Early RRT facilitates better fluid balance and electrolyte and acid base homeostasis and may remove circulating toxins and inflammatory cytokines during sepsis. Initiating RRT is not free of risks, which was agreed in the study of Gaudry et al.62 Both trials included patients according to the KDIGO criteria for AKI; however, it should be noted that patients in Stage 1, 2, or 3 normally do not receive RRT. Initiating RRT was part of the trial, but in daily life starting RRT is a decision, which is based on patient’s individual clinical status and dependent on more factors than only the KDIGO criteria; however, the trial of Gaudry et al.62 may support the wait and see approach.

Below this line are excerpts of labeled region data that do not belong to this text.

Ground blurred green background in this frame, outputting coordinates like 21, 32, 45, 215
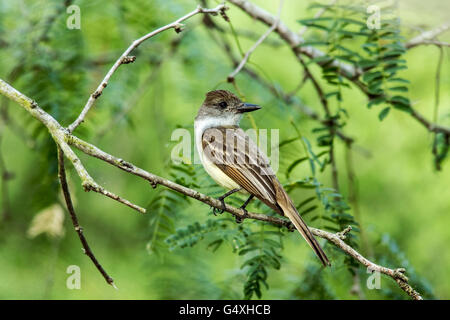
0, 0, 450, 299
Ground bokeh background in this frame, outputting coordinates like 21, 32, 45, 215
0, 0, 450, 299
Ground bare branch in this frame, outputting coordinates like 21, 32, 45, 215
298, 0, 337, 37
228, 0, 450, 135
0, 80, 422, 299
227, 0, 284, 82
58, 148, 117, 289
68, 4, 228, 133
0, 79, 145, 213
310, 228, 422, 300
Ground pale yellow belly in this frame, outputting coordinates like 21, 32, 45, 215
201, 157, 240, 190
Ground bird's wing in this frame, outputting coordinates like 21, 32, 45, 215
202, 127, 330, 266
202, 127, 280, 212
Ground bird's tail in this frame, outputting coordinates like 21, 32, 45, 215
277, 182, 331, 267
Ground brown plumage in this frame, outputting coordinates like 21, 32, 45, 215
201, 125, 330, 266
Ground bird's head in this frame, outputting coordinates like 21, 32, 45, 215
196, 90, 261, 125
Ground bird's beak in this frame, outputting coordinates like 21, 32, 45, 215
238, 103, 261, 113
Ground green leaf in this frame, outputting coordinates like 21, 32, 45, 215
378, 107, 391, 121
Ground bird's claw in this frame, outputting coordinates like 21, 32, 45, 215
236, 206, 248, 223
213, 198, 225, 216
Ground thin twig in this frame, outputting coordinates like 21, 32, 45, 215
68, 4, 228, 133
228, 0, 450, 135
58, 148, 117, 289
227, 0, 284, 82
206, 16, 354, 143
0, 79, 145, 213
298, 0, 337, 37
0, 80, 421, 299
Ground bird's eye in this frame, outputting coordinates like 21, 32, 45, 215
219, 101, 228, 109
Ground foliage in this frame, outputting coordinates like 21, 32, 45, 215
0, 0, 450, 299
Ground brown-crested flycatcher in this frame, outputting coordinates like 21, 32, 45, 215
194, 90, 330, 266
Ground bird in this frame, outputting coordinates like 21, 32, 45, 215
194, 90, 331, 266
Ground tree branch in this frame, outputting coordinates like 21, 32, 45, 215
0, 79, 145, 213
227, 0, 284, 82
0, 79, 422, 299
405, 22, 450, 49
228, 0, 450, 135
68, 4, 228, 133
58, 148, 117, 289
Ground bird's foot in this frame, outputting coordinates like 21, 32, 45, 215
213, 198, 225, 216
236, 206, 248, 223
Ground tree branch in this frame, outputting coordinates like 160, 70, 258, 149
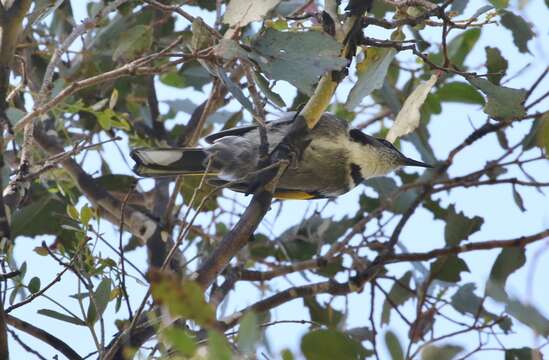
6, 315, 82, 360
386, 229, 549, 263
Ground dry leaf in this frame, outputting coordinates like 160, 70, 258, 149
385, 74, 438, 143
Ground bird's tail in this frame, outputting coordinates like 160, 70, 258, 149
130, 148, 217, 177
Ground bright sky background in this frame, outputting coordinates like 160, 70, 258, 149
5, 0, 549, 359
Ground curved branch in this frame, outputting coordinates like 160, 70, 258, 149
387, 229, 549, 263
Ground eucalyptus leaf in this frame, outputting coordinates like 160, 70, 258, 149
223, 0, 281, 27
345, 47, 396, 111
484, 46, 509, 85
112, 25, 153, 61
301, 330, 370, 360
238, 311, 261, 354
501, 11, 535, 53
38, 309, 86, 326
249, 29, 347, 95
86, 278, 111, 324
381, 271, 414, 324
467, 77, 527, 120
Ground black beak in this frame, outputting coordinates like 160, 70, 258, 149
403, 157, 433, 168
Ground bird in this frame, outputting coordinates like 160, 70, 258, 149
130, 113, 432, 200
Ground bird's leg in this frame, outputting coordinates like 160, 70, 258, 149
246, 160, 287, 195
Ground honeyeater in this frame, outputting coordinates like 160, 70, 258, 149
130, 113, 430, 199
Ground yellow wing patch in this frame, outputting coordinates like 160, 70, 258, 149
273, 190, 322, 200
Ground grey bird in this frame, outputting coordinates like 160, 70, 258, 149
130, 113, 431, 200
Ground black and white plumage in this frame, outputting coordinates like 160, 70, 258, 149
131, 113, 429, 199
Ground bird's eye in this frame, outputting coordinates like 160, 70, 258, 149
378, 138, 396, 150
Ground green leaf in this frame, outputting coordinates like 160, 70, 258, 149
86, 278, 111, 324
112, 25, 153, 61
364, 177, 418, 214
67, 204, 80, 221
208, 331, 233, 360
468, 77, 527, 120
535, 111, 549, 158
451, 283, 482, 315
505, 347, 543, 360
429, 29, 480, 67
301, 330, 370, 360
280, 349, 294, 360
484, 46, 509, 85
486, 247, 526, 301
223, 0, 281, 28
160, 71, 189, 89
162, 327, 197, 357
80, 204, 93, 226
27, 276, 40, 294
436, 82, 484, 105
450, 0, 469, 15
501, 10, 535, 53
178, 61, 212, 91
430, 254, 469, 282
249, 29, 347, 95
385, 331, 404, 360
163, 99, 233, 124
277, 213, 354, 260
444, 205, 484, 246
421, 344, 463, 360
345, 47, 396, 111
381, 271, 414, 325
217, 69, 255, 114
471, 5, 494, 19
179, 176, 219, 211
303, 296, 343, 329
151, 274, 215, 326
11, 187, 70, 238
253, 71, 286, 107
503, 299, 549, 337
38, 309, 86, 326
238, 311, 261, 354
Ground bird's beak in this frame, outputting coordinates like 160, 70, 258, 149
403, 157, 433, 168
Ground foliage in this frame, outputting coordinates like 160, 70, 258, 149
0, 0, 549, 360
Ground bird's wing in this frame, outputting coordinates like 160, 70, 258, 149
204, 115, 294, 144
207, 179, 328, 200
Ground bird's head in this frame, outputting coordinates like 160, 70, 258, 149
349, 129, 432, 179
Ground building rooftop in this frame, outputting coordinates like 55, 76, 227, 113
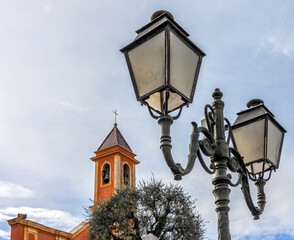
97, 124, 133, 152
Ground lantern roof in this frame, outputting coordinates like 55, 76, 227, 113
97, 123, 133, 152
233, 99, 287, 132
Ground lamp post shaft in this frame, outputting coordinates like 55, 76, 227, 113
212, 89, 231, 240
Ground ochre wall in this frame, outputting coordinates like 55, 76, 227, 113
71, 224, 89, 240
10, 224, 24, 240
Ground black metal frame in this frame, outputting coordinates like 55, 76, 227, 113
120, 13, 205, 116
158, 89, 286, 240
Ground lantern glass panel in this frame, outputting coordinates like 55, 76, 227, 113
145, 91, 184, 113
267, 120, 283, 166
170, 32, 199, 100
233, 119, 265, 168
128, 31, 165, 98
247, 161, 271, 174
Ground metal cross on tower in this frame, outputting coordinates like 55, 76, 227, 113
113, 109, 119, 126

Finally, if the decision is made to start with RRT, different modalities are available to provide RRT in ICU, including intermittent RRT (haemodialysis), hybrid therapies (i.e. sustained low efficiency dialysis, extended daily dialysis, prolonged intermittent RRT, continuous RRT [CRRT], and peritoneal dialysis). CRRT and intermittent RRT are generally considered complementary therapies with no clear evidence that either modality has a survival advantage. Selecting the optimal RRT modality should consider both patient specific characteristics (i.e. multi-morbidity, acuity, multi-organ failure) and ICU-specific operational characteristics (e.g. expertise to deliver prescribed therapy, resources). Intermittent RRT may be preferable when mobilisation and rehabilitation are a priority, provided metabolic fluctuations and fluid shifts can be tolerated.63 CRRT may be the preferable initial therapy over intermittent RRT particularly in clinical circumstances, for example, haemodynamically instable patients and acute brain injury. However, whether CRRT or intermittent RRT improves outcome and renal recovery remains uncertain.63 Anticoagulation strategy, choice of filter, and type of catheter are mainly subject of clinical judgement.
Next to the controversy in initiating RRT, the decision whether, or when, to stop RRT in a patient with AKI is still a subject of discussion.64 Withdrawal or withholding of RRT needs reflection regarding improvement of sufficient kidney function in relation to demand, improvement of the disorder(s) that prompted kidney support, and futility.
The kidney is an organ that can tolerate exposure to several negative stimuli without suffering significant structural or functional change. For this reason, any acute change in kidney function often indicates severe systemic derangement and predicts a poor prognosis. Risk for AKI is increased by exposure to factors that cause AKI or the presence of factors that increase susceptibility to AKI. Despite revised guidelines and better haemodynamic management, the outcome of AKI is still a reason for concern. Critically ill patients with AKI have better short-time prognosis than before but are more prone to develop increased morbidity in the nearby future. Therefore, any strategy in the critically ill with AKI requires consideration of each individual patient’s prospects on cure, care, and comfort.